Huginn is older and more hacker-shaped. It has 49,455 stars, Ruby code, and a long history around agents that monitor feeds, pages, and events. It is less polished as a modern SaaS automation replacement, but still useful when you want a self-hosted event-monitoring toolkit.

Zapier remains the default if you want hosted convenience and do not care about code-level control or self-hosting. n8n wins when ownership, custom logic, private network access, or AI workflow inspection matters enough to accept operations work.

Star curve reading

The sampled star curve shows n8n climbing steadily for years, then accelerating into the AI automation cycle rather than flattening. The exact short-window deltas are not reliable from the sampled curve, but the overall shape is clear: this is no longer a niche automation repo. It is one of the main open-source-adjacent workflow platforms developers now evaluate before paying for closed SaaS automation.

For local model backends that can sit behind workflow agents, see ollama/ollama. For web data ingestion inside AI workflows, firecrawl/firecrawl is the adjacent piece. For the broader weekly view, follow LLM tooling and the GitHub trending repositories hub.

FAQ

Is n8n open source? n8n is source-available and self-hostable, but its main license is the Sustainable Use License rather than MIT, Apache-2.0, or another OSI open-source license. Treat that as a legal and procurement detail, not a footnote.

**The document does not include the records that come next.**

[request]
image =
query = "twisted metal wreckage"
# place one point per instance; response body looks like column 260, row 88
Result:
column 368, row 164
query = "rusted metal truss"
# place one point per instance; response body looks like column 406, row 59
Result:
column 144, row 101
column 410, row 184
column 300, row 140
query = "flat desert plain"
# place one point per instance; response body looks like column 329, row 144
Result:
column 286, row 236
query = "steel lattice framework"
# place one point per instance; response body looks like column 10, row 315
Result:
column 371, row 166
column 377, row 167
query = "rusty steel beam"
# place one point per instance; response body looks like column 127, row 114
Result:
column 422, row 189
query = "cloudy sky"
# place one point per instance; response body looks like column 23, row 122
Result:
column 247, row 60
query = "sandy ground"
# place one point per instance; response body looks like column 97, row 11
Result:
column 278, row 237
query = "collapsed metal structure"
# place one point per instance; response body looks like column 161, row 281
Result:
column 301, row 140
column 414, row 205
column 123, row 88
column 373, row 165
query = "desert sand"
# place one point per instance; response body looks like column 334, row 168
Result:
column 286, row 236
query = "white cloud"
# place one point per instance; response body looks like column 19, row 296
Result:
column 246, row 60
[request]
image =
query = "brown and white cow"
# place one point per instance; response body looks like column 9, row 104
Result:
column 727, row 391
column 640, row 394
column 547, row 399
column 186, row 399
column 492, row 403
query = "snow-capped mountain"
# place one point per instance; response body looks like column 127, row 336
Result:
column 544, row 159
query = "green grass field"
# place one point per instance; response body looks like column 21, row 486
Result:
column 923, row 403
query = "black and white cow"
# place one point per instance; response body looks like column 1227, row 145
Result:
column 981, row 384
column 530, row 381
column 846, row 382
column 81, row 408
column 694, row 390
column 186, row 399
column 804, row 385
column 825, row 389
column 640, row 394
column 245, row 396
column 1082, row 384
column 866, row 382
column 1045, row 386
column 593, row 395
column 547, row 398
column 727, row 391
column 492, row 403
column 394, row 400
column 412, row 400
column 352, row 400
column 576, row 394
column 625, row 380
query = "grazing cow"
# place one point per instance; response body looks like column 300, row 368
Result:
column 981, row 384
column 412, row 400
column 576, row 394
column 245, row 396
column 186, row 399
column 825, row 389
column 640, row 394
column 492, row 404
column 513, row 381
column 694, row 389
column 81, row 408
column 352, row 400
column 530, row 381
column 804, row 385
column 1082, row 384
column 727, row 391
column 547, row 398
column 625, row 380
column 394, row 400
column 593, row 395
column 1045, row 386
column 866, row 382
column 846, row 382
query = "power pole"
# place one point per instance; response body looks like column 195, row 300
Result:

Can I run n8n with Docker? Yes. The README gives a single-container Docker command for trying it locally. Production self-hosting usually needs PostgreSQL, Redis for queue mode, backups, and a more deliberate upgrade process.

Is n8n a Zapier alternative? Yes, if you want more control, code nodes, self-hosting, and private-network access. Zapier is still easier when the only requirement is hosted SaaS automation with minimal operations work.

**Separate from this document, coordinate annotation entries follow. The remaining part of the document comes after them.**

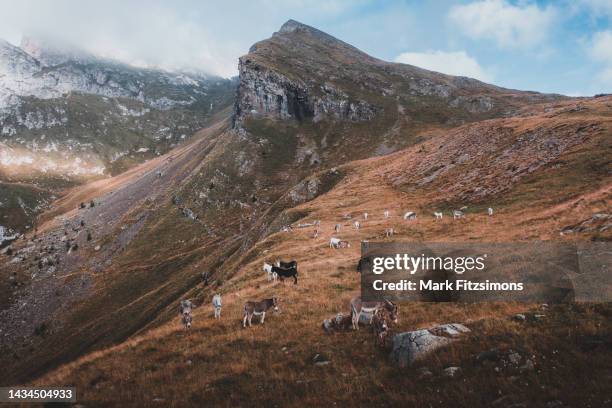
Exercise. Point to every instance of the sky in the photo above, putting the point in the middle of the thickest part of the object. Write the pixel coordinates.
(561, 46)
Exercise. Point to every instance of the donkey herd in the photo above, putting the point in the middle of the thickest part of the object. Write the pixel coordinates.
(379, 315)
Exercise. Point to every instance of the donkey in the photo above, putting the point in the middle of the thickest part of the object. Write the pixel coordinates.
(458, 214)
(185, 312)
(258, 309)
(186, 320)
(286, 265)
(358, 307)
(380, 327)
(410, 215)
(268, 269)
(286, 272)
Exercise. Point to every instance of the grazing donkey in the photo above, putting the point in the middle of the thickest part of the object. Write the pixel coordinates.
(286, 272)
(217, 305)
(272, 276)
(380, 327)
(258, 309)
(286, 265)
(185, 310)
(358, 307)
(338, 243)
(458, 214)
(186, 320)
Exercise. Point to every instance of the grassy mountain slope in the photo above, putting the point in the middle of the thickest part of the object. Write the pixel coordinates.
(222, 363)
(291, 153)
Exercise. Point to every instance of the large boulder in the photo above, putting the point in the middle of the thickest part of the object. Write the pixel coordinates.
(411, 346)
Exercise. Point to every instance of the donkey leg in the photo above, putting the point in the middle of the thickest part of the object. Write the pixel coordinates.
(356, 320)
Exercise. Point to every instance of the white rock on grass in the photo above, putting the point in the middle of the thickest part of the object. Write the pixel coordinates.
(411, 346)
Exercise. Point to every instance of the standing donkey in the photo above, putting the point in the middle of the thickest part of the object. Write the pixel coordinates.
(369, 308)
(258, 309)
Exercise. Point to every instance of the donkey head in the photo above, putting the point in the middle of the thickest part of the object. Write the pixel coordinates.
(275, 304)
(393, 310)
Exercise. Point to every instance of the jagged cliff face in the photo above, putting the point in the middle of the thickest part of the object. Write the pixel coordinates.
(67, 117)
(322, 84)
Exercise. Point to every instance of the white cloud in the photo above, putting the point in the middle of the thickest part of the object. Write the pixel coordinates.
(600, 49)
(511, 26)
(598, 7)
(451, 63)
(187, 34)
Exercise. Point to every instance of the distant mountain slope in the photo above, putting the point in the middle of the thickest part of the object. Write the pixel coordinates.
(67, 116)
(553, 182)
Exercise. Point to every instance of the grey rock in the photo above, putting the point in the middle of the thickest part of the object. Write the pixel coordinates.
(411, 346)
(452, 371)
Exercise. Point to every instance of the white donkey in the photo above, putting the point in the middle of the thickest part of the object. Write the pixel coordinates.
(272, 276)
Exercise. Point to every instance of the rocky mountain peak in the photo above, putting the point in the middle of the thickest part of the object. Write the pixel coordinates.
(304, 74)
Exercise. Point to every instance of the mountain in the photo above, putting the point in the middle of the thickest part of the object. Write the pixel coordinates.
(67, 117)
(318, 131)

Is n8n good for AI agents and MCP workflows? It is a good place to orchestrate model calls, tools, credentials, and approvals. For MCP specifically, test your target server and OAuth path, because recent issues show that the MCP surface is still changing.

What should I test before using n8n in production? Test webhooks through your proxy, OAuth credentials for your key integrations, workflow retries, large form uploads, queue mode with Redis, database failover behavior, and export or backup of critical workflows.